Of his reverence towards the gods and his love of his country it would be impossible to speak adequately. But from excess of modesty he would not take any part in politics. Yet although Greece was at that time in great straits, he continued to live there, and only once or twice made a voyage to Ionia and the neighborhood to see his friends. But they came to him from all quarters, and took up their abode with him in the garden, as Apollodorus says [who adds that he bought it for eighty minae. Diocles in the third book of his Course in Philosophy confirms this], living a most frugal and simple life. Indeed, he says, they were satisfied with half a pint of wine, and for the most part drank water. He adds that Epicurus did not recommend them to put their belongings into a common stock, as did Pythagoras, who said that ‘Friends have all in common.’ For to do so implied distrust: and distrust could not go with friendship. Epicurus himself says in his letters that he was content with nothing but water and a bit of bread.
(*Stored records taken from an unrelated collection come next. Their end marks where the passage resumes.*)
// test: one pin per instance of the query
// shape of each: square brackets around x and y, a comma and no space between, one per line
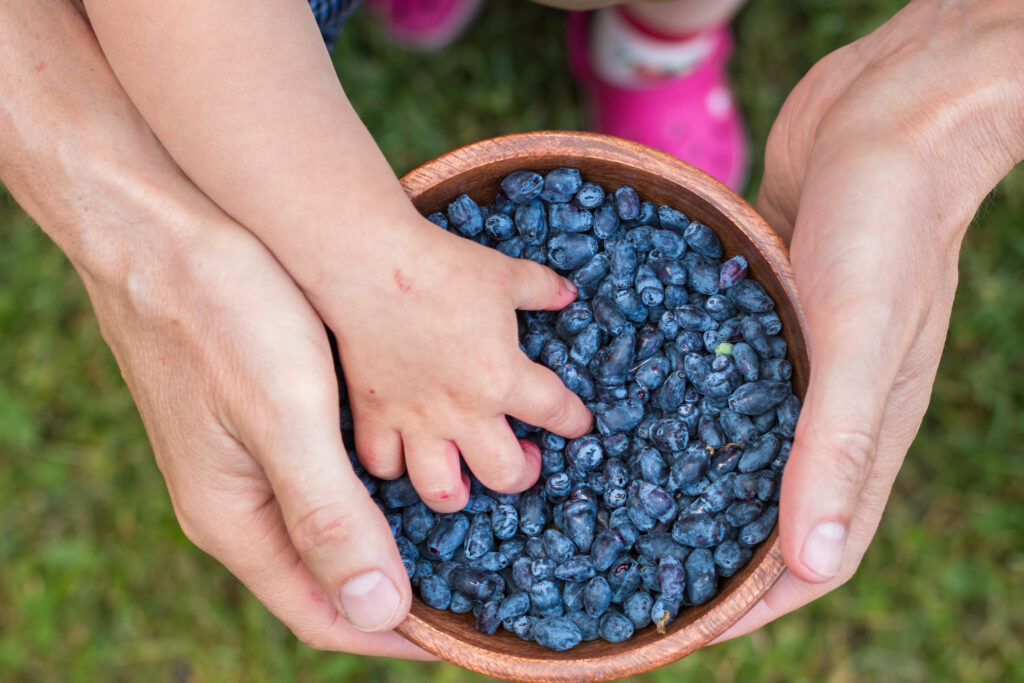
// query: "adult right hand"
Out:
[227,363]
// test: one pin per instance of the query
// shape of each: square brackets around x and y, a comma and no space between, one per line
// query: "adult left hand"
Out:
[875,167]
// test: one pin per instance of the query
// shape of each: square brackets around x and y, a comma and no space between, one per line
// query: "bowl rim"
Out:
[709,622]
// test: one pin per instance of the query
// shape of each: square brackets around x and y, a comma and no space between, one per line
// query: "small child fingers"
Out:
[499,460]
[379,449]
[435,470]
[544,401]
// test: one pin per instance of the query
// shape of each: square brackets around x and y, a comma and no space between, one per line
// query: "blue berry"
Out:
[700,577]
[439,219]
[479,538]
[596,596]
[522,186]
[619,417]
[730,557]
[702,240]
[531,223]
[560,184]
[557,633]
[471,583]
[698,530]
[569,218]
[486,620]
[605,220]
[465,215]
[627,203]
[569,250]
[500,226]
[672,219]
[750,297]
[732,271]
[587,624]
[614,627]
[448,536]
[760,453]
[546,598]
[435,592]
[637,608]
[756,397]
[590,196]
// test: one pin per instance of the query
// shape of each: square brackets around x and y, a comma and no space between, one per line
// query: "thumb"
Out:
[334,525]
[852,272]
[538,288]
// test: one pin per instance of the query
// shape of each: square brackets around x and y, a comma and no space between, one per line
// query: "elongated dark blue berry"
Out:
[732,271]
[702,274]
[557,633]
[672,219]
[759,529]
[701,583]
[465,215]
[500,226]
[573,318]
[569,250]
[750,297]
[627,203]
[531,222]
[606,220]
[546,598]
[560,184]
[760,453]
[730,557]
[522,186]
[698,530]
[479,538]
[590,196]
[435,592]
[486,619]
[756,397]
[614,627]
[596,596]
[787,412]
[702,240]
[569,218]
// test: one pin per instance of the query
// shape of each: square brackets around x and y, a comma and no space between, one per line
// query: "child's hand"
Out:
[430,347]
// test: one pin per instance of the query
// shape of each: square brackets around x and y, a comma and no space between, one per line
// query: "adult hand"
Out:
[875,167]
[227,363]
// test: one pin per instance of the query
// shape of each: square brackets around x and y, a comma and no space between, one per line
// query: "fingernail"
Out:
[370,601]
[822,551]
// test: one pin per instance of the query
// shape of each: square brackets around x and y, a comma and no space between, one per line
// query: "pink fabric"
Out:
[692,117]
[425,25]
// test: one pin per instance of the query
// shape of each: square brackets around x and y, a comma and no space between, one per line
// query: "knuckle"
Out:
[854,450]
[443,498]
[313,638]
[505,479]
[323,526]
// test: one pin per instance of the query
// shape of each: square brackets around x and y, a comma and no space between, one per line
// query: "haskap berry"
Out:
[678,355]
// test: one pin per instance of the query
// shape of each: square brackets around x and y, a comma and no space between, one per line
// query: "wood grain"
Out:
[477,169]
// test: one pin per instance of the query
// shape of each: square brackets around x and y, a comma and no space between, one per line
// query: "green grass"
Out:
[97,583]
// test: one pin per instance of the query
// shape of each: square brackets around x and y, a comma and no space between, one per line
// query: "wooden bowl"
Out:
[477,169]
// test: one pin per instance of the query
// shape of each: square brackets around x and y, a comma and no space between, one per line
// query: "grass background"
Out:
[97,583]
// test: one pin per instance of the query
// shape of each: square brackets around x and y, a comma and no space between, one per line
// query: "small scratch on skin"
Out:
[403,283]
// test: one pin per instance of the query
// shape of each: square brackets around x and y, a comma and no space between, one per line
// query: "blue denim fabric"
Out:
[331,15]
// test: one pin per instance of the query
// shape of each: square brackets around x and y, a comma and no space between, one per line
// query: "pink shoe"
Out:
[691,117]
[424,26]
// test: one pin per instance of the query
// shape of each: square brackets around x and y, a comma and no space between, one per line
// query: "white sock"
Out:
[624,55]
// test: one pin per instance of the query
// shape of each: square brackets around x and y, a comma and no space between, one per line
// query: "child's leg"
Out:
[424,25]
[684,16]
[654,73]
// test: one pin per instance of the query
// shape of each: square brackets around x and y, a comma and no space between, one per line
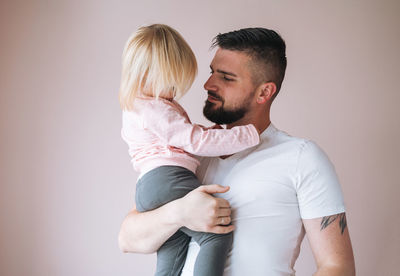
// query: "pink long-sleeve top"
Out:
[159,133]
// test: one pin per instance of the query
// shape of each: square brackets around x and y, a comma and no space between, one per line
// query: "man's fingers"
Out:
[223,220]
[224,212]
[223,203]
[213,188]
[222,229]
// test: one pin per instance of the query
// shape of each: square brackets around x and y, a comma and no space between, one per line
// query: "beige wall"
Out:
[66,180]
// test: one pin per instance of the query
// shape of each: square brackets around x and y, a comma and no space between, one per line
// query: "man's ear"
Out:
[265,92]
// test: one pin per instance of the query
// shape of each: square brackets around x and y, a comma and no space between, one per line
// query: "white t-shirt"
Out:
[273,186]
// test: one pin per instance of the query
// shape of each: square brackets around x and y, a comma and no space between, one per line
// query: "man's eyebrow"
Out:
[224,72]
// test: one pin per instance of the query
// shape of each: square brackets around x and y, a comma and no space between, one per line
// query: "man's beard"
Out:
[223,116]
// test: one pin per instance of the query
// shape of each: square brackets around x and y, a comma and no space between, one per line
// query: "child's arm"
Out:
[176,130]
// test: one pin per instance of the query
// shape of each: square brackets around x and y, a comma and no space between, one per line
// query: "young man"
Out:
[279,190]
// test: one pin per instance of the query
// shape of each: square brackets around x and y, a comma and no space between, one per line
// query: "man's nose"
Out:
[209,84]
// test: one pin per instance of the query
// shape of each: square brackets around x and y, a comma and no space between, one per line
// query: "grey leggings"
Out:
[167,183]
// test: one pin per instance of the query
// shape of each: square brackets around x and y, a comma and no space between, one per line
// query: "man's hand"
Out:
[200,211]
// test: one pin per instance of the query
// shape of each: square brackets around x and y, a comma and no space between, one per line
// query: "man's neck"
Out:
[260,125]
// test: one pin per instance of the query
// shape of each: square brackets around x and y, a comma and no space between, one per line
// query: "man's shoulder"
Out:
[274,136]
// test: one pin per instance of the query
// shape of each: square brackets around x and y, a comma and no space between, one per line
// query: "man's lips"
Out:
[213,98]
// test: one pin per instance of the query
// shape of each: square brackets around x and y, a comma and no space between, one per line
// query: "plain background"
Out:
[66,180]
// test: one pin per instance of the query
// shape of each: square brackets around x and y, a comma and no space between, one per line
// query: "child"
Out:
[158,66]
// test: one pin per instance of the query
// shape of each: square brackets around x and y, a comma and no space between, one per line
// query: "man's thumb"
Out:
[213,188]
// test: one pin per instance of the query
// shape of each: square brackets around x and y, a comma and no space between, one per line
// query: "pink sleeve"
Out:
[175,129]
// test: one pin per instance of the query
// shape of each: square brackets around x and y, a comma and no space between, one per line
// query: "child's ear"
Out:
[265,92]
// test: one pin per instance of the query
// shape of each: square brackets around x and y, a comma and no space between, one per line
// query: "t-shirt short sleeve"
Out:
[318,189]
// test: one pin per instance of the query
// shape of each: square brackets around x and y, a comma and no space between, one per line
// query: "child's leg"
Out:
[171,255]
[214,249]
[156,188]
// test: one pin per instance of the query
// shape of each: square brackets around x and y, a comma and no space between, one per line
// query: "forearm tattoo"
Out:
[326,221]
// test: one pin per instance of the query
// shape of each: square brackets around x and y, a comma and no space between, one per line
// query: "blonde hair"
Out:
[156,62]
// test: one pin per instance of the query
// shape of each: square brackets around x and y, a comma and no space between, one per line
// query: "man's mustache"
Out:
[212,94]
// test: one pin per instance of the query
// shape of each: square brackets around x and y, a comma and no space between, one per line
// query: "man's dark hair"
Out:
[265,47]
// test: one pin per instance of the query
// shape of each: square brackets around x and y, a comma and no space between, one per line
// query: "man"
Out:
[279,190]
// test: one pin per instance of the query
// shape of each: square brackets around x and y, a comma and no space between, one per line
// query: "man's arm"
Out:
[330,243]
[198,210]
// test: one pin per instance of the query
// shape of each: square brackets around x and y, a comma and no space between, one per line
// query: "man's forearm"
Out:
[336,271]
[146,232]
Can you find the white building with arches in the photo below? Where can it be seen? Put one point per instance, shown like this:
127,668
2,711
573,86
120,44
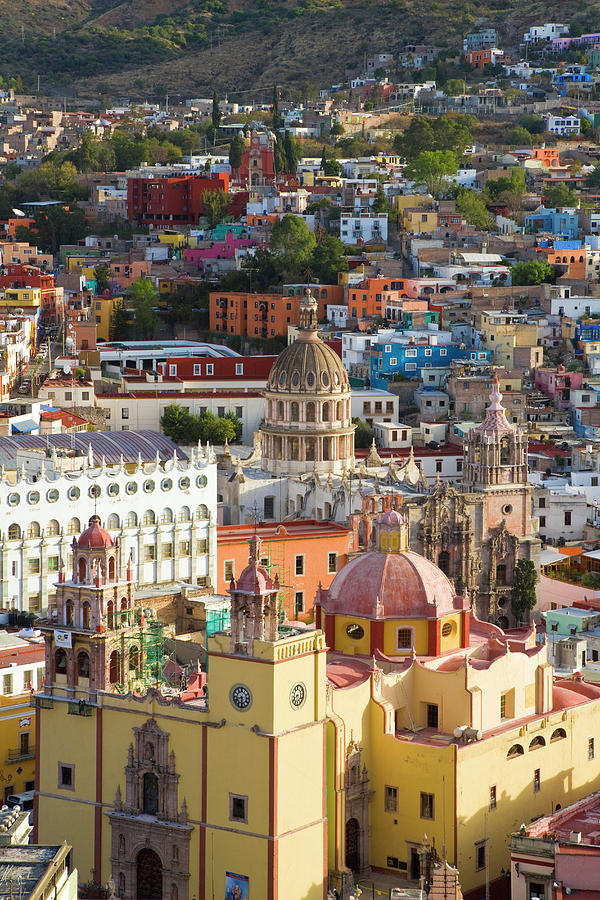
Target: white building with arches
162,510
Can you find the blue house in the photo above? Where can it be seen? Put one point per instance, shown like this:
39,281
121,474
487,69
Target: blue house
411,359
555,221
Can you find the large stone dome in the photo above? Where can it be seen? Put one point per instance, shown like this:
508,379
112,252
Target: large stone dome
402,585
308,366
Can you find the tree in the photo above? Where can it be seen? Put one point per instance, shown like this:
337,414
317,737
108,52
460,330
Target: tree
533,272
363,433
471,205
328,260
102,276
523,596
143,297
380,203
119,322
215,205
215,115
431,169
557,195
292,242
176,422
236,152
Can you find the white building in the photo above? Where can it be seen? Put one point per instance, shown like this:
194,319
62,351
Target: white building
364,227
161,504
562,125
143,410
545,32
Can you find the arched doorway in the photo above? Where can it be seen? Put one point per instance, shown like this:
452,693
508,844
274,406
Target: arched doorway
353,845
149,875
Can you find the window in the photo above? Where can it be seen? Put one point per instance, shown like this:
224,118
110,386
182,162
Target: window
238,808
390,802
66,776
480,857
432,715
427,806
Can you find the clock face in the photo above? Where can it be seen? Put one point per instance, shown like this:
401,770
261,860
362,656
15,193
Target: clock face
298,695
240,696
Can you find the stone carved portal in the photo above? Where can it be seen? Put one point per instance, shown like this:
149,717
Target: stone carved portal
150,836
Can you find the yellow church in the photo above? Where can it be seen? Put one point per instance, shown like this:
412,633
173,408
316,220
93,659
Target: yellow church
314,756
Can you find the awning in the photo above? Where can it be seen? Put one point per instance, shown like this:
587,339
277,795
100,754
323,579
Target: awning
25,427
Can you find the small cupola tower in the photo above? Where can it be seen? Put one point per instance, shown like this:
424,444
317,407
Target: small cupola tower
254,615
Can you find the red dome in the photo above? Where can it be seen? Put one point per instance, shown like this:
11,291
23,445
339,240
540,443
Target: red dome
95,536
401,585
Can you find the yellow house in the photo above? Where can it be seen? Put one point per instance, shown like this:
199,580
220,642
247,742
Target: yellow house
21,672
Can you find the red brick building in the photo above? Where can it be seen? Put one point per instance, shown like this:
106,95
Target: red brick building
165,202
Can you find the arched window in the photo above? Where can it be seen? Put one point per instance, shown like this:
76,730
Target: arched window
114,667
83,665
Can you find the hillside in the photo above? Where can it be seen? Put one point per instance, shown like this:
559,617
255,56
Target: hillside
141,47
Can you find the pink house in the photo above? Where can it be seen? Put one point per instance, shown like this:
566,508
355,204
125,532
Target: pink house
212,250
558,384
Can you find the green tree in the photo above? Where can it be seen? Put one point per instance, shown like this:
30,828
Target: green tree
533,272
292,243
215,115
556,195
102,276
471,205
380,203
523,596
143,297
363,433
431,169
236,152
177,423
119,329
215,205
328,260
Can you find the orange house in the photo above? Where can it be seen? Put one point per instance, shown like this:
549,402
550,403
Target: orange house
303,553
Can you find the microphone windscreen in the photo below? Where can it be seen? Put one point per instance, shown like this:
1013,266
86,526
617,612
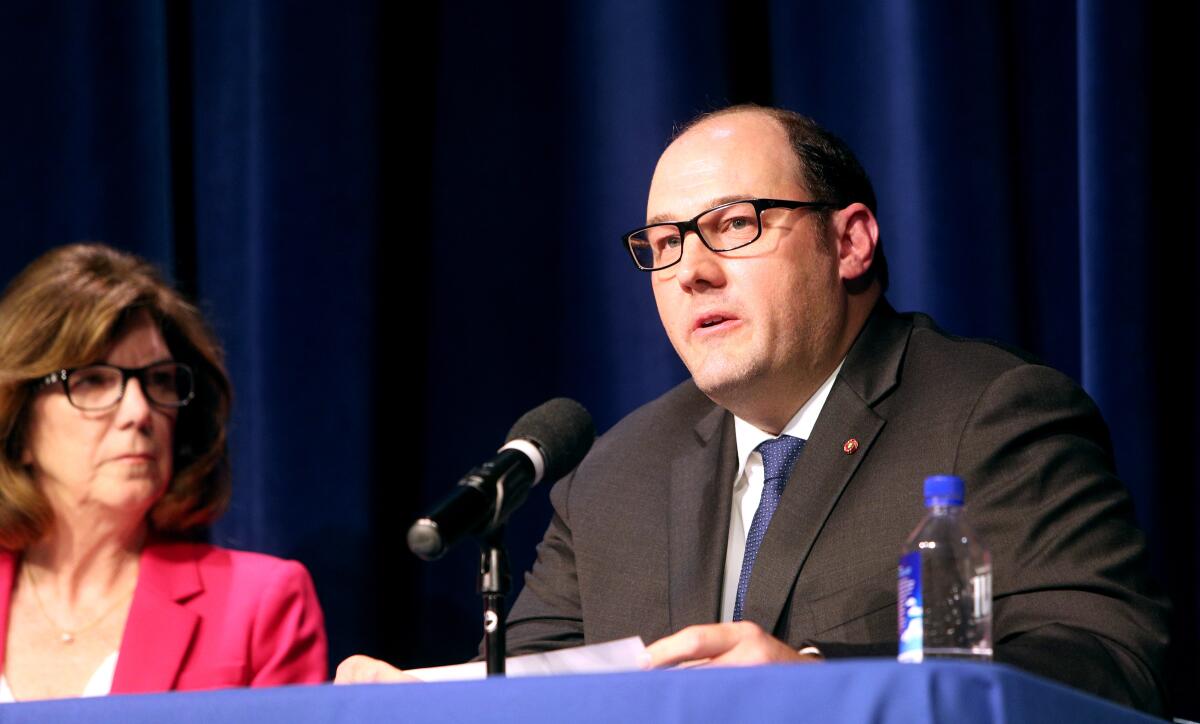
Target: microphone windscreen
563,429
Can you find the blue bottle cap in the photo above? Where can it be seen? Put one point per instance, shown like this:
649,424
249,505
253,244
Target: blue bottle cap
945,490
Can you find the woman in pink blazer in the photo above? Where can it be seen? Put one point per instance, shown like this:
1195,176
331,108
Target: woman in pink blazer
113,412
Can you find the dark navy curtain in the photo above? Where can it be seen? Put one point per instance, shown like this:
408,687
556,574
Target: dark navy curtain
402,221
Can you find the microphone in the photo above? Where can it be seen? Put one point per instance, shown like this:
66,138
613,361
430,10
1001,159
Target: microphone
547,442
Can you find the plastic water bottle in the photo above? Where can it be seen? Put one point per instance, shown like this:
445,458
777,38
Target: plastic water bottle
945,587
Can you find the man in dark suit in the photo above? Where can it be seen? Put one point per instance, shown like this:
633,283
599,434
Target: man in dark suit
762,250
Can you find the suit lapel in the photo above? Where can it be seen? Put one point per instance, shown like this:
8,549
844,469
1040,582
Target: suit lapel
7,580
825,470
700,496
160,630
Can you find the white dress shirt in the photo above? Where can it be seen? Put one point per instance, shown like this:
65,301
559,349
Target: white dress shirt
100,683
748,484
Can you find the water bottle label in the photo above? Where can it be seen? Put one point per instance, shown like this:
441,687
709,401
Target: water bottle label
911,610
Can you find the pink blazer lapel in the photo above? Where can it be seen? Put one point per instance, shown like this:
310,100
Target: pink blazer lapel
160,630
7,581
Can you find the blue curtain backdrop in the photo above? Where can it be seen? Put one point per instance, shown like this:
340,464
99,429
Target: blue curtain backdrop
403,225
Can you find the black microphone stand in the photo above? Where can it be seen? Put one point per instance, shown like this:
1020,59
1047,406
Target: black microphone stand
495,582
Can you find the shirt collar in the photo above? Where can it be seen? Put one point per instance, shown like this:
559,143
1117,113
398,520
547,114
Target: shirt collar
801,425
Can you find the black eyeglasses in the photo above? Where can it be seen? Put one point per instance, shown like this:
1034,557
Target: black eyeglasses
721,228
101,387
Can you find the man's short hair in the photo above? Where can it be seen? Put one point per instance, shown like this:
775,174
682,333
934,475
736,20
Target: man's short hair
828,168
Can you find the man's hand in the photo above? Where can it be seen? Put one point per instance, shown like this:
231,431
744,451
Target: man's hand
741,644
364,669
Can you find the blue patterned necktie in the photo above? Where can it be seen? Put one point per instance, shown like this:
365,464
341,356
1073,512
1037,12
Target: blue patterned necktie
778,459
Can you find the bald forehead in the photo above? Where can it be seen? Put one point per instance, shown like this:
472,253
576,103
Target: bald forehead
723,157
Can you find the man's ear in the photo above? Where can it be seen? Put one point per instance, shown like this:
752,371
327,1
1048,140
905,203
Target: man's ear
856,234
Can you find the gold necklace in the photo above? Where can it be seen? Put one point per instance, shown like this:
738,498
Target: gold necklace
67,635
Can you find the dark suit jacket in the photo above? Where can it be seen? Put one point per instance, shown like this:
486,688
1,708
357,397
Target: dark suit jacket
637,542
207,617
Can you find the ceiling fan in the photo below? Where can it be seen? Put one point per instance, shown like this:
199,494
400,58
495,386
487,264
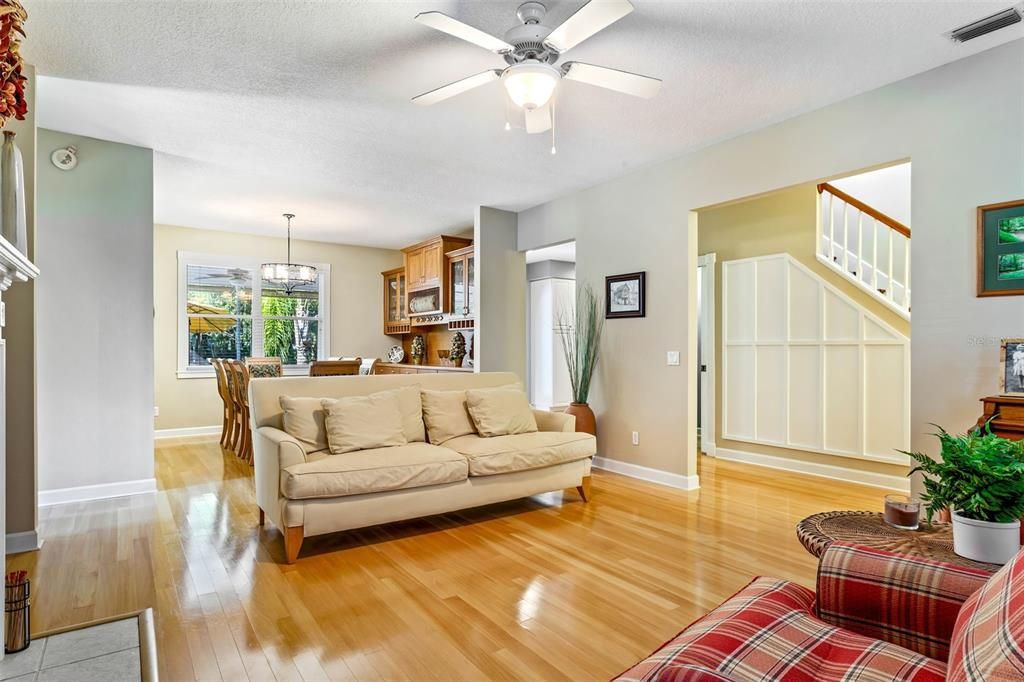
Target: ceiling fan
531,50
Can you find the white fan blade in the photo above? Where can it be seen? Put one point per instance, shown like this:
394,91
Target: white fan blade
539,120
612,79
456,28
587,20
452,89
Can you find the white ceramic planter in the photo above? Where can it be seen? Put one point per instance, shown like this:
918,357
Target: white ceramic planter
985,541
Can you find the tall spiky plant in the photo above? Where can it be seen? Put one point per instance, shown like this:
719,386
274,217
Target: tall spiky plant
582,340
‘Send me,’ he says, ‘some preserved cheese, that when I like I may have a feast.’ Such was the man who taught that the end is pleasure. Athenaeus sings his praise in an epigram:
Men toil at mean pursuits, for love of gain,
Insatiate they welcome war and strife;
Their idle fancies lead on endless paths,
But nature's wealth is set in narrow bounds.
This truth the prudent son of Neocles
Learnt from the Muses or Apollo’s shrine.
The truth of this we shall know better as we go on from his own words and teaching.
Diocles says that of the earlier philosophers he showed most sympathy with Anaxagoras, though on certain points he opposed him, and with Arclielaus, the master of Socrates. And, he adds, he used to practice his disciples in getting his writings by heart. Apollodorus in his Chronicles asserts that he listened to the teaching of Nausiphanes and Praxiphanes. Epicurus himself denies this in his letter to Eurylochus, and says he was his own teacher. And indeed both Epicurus and Hermarchus deny that there ever was such a philosopher as Leucippus, whom Apollodorus the Epicurean and others say was the master of Democritus. Demetrius of Magnesia says that he was also a follower of Xenocrates.
He uses current diction to expound his theory, but Aristophanes the grammarian censures it as being too peculiar. But he was clear in expression, Just as in his book On Rhetoric he insists on clearness above everything. In his letters he used to say ‘Prosper’ or ‘Live well,’ instead of the conventional introduction ‘Be happy.’
Ariston in his Life of Epicurus says that he borrowed The Canon from the Tripod of Nausiphanes, whose pupil he says he was, as well as being a disciple of Pamphilus the Platonist in Samos. He states that Epicurus began philosophy at the age of twelve, and was at the head of his School at thirty-two.
He was born, says Apollodorus in the Chronicles, in the third year of the 109th Olympiad in the archonship of Sosigenes on the seventh day of the month Gamelion, seven years after the death of Plato. When he was thirty-two he started his school, first for five years at Mitylene and Lampsacus, and then he migrated to Athens. There he died in the second year of the 127th Olympiad in the archonship of Pytharatus, at the age of seventy-two. Hermarchus of Mitylene, son of Agemortus, succeeded to the headship of the school. Epicurus died of a stone in the bladder, as Hermarchus also says in his letters, after an illness of fourteen days. Hermippus tells us that as he was dying he got into a bronze bath filled with hot water, and asked for a cup of unmixed wine, which he gulped down. Then, having adjured his friends to remember his teaching, he expired. I have composed the following epigram on him:
‘Farewell, remember my sayings.’ Thus spake at his death Epicurus,
These the last words as he died spake he aloud to his friends.
Then in a hot bath he laid him, a goblet of wine he demanded,
Quaffed it, and soon the cold air quaffed he of Hades below.’
Such was Epicurus’ life and such his death.